My son and daughter love Apple. They love our iPhones. They love their shared iPad. They love the ol’ family iMac. They love mom’s Macbook and dad’s work Macbook. They love the Apple Store. In fact, they will “ask” (beg, plead, cry) to visit the playground. Oh yes, the Apple store is equivalent to a playground in their minds.
Hand them a non-Apple product and they will scoff at such a travesty.
Yep… they are branded before they are even 5 and 3 respectfully. Mostly, this is because I love the Apple products and our family (immediate and extended) is a fan of Apple.
And this is perhaps why it seems odd to people that we are embarking upon a combine our devices pilot at my school that is not Apple-based. Friends and family are frustrated. Colleagues and students confused. All concerned for my health because something must be wrong
The Ugly Part of the Device Decision Equation
No question, I hear daily “Why aren’t you be pushing Apple. I thought you loved Apple”. My response usually leaves them even worse off (yes, I’m responsible for the world’s confusion).
But here is the thing: my role is to not make this personal. In fact, I’ve said before that what device you prefer personally and what is best for all students is not synonymous.
What device you prefer personally and what is best for all students is not synonymous. Difficult to separate the two.

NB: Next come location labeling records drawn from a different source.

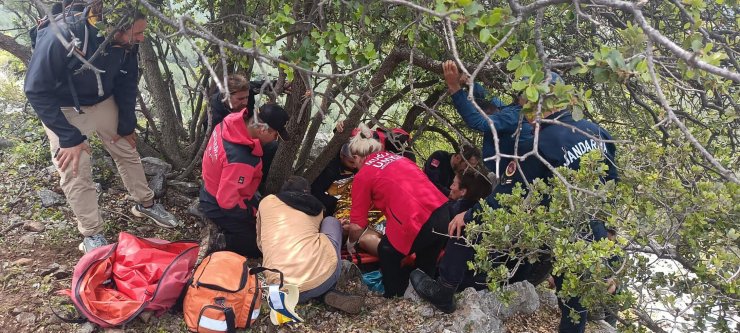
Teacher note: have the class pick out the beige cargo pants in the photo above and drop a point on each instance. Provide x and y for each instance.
(101, 118)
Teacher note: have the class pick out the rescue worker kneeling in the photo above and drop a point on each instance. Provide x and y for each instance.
(296, 239)
(416, 211)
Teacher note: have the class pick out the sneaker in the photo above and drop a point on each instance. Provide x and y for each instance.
(439, 294)
(157, 214)
(92, 242)
(344, 302)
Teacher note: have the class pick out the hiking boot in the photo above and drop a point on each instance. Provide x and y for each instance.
(345, 302)
(350, 279)
(92, 242)
(157, 214)
(439, 294)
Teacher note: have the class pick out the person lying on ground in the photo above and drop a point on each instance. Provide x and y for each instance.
(341, 167)
(441, 167)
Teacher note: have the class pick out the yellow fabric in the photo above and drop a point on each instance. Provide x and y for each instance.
(290, 242)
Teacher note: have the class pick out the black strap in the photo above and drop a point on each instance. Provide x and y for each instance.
(73, 91)
(257, 270)
(230, 320)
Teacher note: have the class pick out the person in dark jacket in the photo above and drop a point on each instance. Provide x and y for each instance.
(441, 167)
(505, 120)
(339, 168)
(416, 212)
(73, 105)
(467, 188)
(232, 171)
(560, 146)
(241, 95)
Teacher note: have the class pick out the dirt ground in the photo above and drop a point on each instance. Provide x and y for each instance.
(36, 265)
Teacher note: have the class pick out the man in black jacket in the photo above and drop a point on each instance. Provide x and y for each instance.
(560, 145)
(73, 105)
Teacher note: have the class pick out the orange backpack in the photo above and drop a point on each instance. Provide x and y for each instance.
(224, 294)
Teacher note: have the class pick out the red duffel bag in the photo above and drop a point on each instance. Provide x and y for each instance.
(113, 284)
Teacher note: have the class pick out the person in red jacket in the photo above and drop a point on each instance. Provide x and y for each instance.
(416, 211)
(232, 171)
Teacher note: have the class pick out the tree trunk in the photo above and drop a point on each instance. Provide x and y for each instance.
(168, 125)
(353, 118)
(299, 108)
(417, 110)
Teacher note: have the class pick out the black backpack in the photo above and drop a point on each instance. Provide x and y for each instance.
(73, 23)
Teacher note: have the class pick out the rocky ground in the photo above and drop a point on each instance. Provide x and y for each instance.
(38, 250)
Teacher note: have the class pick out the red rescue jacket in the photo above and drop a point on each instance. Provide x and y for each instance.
(396, 186)
(232, 168)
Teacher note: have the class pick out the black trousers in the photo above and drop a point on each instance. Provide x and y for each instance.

— Ryan Bretag (@ryanbretag) October 30, 2012
And to be quite frank, it is every educator’s responsibility to remove personal device bias from the equation when considering the most appropriate device for the learning and teaching vision.
And I can’t help but wonder if educators are doing this especially school leaders.
It is hard. We want to believe our personal choice in device is best for everyone. We want to argue for what we personally believe to be true based upon our own experience.
It is the ugly part of the device discussion that is rarely discussed, but I’d argue needs to be put on the table. If not, we’ll continue making it personal. We’ll continue seeing the device decision a commendation or indictment of who you are as an educator.